Being climate smart for ocean conservation

There’s nothing I enjoy more than new discoveries and supporting things that matter a great deal to me. The launch of Ocean Summit did both.


Our wonderful co-hosts Susi Mai and  Jeremy McKane brought together a great group on Necker Island, including former President of Kiribati, Anote Tong. Kiribati is in the middle of the equator in the mid-Pacific Ocean. Its predicament resonates with what everyone here in the British Virgin Islands, and in many other places around the world, knows only too well -  how fragile we are. President Tong is in the eye of sea level rise.


My friend José María Figueres, former President of Costa Rica, co-founder of Ocean Unite and Chairman of Rocky Mountain Institute-Carbon War Room, dropped by too. His message at Ocean Summit was short and powerful: “We are the first generation to feel the effects of climate change. And the last who can do something about it.”

Being climate smart is vital. Today, just under three per cent of the ocean has been protected. But to really ensure a vibrant and healthy ocean, we must accelerate the protection of large areas. Ocean Unite’s goal is to protect at least 30 per cent of the ocean by 2030. A great deal has to be done. But as Dr Sylvia Earle, my fellow Ocean Elder and a voice for ocean conservation since the 1950s, said: “There’s no reason we can’t do that, now that we know what we know.”

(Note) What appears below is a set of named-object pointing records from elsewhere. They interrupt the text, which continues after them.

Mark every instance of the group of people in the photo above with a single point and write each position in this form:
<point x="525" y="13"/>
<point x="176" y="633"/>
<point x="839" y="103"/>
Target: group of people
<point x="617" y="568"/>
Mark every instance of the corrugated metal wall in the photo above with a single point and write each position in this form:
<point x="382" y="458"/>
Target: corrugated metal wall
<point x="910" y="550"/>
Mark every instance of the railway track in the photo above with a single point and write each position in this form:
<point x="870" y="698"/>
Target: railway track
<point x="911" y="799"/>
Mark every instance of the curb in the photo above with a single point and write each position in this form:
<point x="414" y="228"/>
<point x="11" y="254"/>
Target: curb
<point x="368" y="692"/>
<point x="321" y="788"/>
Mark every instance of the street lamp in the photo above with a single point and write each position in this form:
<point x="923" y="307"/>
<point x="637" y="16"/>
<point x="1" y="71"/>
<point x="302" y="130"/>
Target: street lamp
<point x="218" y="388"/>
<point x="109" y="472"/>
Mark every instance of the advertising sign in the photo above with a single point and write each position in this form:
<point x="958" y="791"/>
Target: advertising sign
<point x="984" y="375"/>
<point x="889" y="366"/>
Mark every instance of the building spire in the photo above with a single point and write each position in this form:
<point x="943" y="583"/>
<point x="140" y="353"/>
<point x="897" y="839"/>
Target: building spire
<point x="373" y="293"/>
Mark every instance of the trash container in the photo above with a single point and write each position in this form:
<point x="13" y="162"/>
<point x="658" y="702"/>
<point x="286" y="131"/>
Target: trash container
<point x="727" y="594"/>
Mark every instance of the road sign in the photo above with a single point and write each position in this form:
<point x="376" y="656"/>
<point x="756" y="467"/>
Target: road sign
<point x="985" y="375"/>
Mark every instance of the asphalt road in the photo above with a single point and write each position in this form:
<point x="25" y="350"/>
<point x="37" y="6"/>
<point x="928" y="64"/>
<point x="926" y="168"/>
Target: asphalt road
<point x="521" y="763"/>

I spend a lot of my time with Ocean Unite and the Ocean Elders to persuade governments to take action. We are knocking on open doors. Apart from America, 99 per cent of governments are open. China is making some important steps, such as not serving shark fin soup at formal events. But millions of sharks are still being killed, in addition to hundreds of thousands of manta rays.

My dear friend, Rob Stewart, who perished too soon in a diving accident while filming Sharkwater Extinction two years ago, is an example of passion for conservation – a beacon and firecracker for change. The timing for Ocean Summit honours him and pledges to continue fighting for ocean conservation. He inspired Susi Mai, a professional kiteboarder, to really pay attention to what’s going on in her kiting playground. I’m proud of her taking her passion for kiting and becoming an activist who protects the ocean.

But we can do so much more to protect the ocean. We can have enough fish for everyone. Companies should give back when they take from the ocean. World leaders should think of their children’s and grandchildren’s futures: imagine they create Marine Protected Areas that support the ocean for generations to come - now that would be a legacy worth celebrating.